潮水一般的擁上,密密麻麻的長槍直刺,一批批的倒下,達利特哪怕是激發了內心的血性,也沒有辦法消除自身素質帶來的影響,巨大的素質差距讓他們如同撲向礁石的巨浪一樣,撞的粉身碎骨。
然而恐怖的地方在于,哪怕是前者已經粉身碎骨而死,后者依舊如同浪潮一樣洶涌的撲了上去,一波連著一波,達利特的眼中沒有恐懼,沒有對于死亡的敬畏,哪怕是尸體已經堆了一層,這些在夜晚看不到的瞎子依舊在瘋狂的戰斗。
終于,礁石崩潰了,就算是朱羅王朝的正卒有著多么嚴苛的訓練,面對這種完全不計傷亡的戰斗,面對這種前者戰死,后者抄起武器無畏無懼依舊前沖的敵人,也心生畏懼。
如果說一開始,還能殺死對手,但隨著時間的流逝,如同浪潮一樣洶涌而來的士卒,在倒下的瞬間,身后的戰友就補充了上來,還是那簡單的直刺,郭汜沒教其他的東西,只有這一招,槍法的核心,中平槍,最難躲,而且自身空檔也最大的招數。
從一開始訓練到現在,數十萬次的直刺,到現在近乎已經成為了本能,不管看得到,看不到,對著那影影綽綽,面目模糊的方位提槍就是一槍直刺,生死立分。
誠然朱羅王朝的士卒有著更高的素質,更好的訓練,但是面對這種槍術,不可能所有的士卒都能躲過,戰場有些時候是沒有辦法閃避的,只能硬扛,只能先一步擊殺對手,而這便是差距。

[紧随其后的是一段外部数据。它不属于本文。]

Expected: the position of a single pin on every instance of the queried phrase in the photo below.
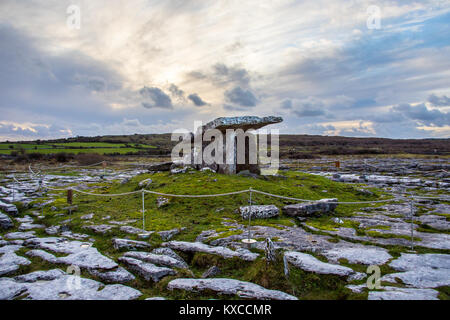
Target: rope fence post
(250, 216)
(143, 209)
(411, 208)
(69, 199)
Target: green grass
(199, 214)
(74, 147)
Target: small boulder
(126, 244)
(211, 272)
(5, 222)
(164, 166)
(259, 212)
(323, 206)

達利特不閃不避,或者更應該說是他們根本沒有辦法閃避,看不清楚,也沒有訓練過相關的戰術,他們的方式只有一種,持槍,直刺!
數百根長槍的對刺,每一次都有人死亡,或是達利特,或是朱羅正卒,也許達利特的死亡人數是朱羅正卒的數倍,但是達利特看不到,或者說是達利特就算是看到了,早就有了赴死覺悟的他們,也不在乎自身的死亡,而朱羅王朝的士卒并沒有這種意志。
最后明明是承受了更大戰損的達利特和初期一般沒有任何的變化,機械性的發動了一次又一次的浪潮攻擊,而之前如礁石一般的朱羅正卒完全承受不住這種心理壓力,逐漸的崩盤了。
從接戰的戰線開始崩盤,這種理論上應該是雙方戰斗力差距極大的情況下才會出現的情況,就這么發生在了現實之中,朱羅王朝身處一線的士卒,有不少已經無法承受這種悍不畏死的浪潮攻擊了。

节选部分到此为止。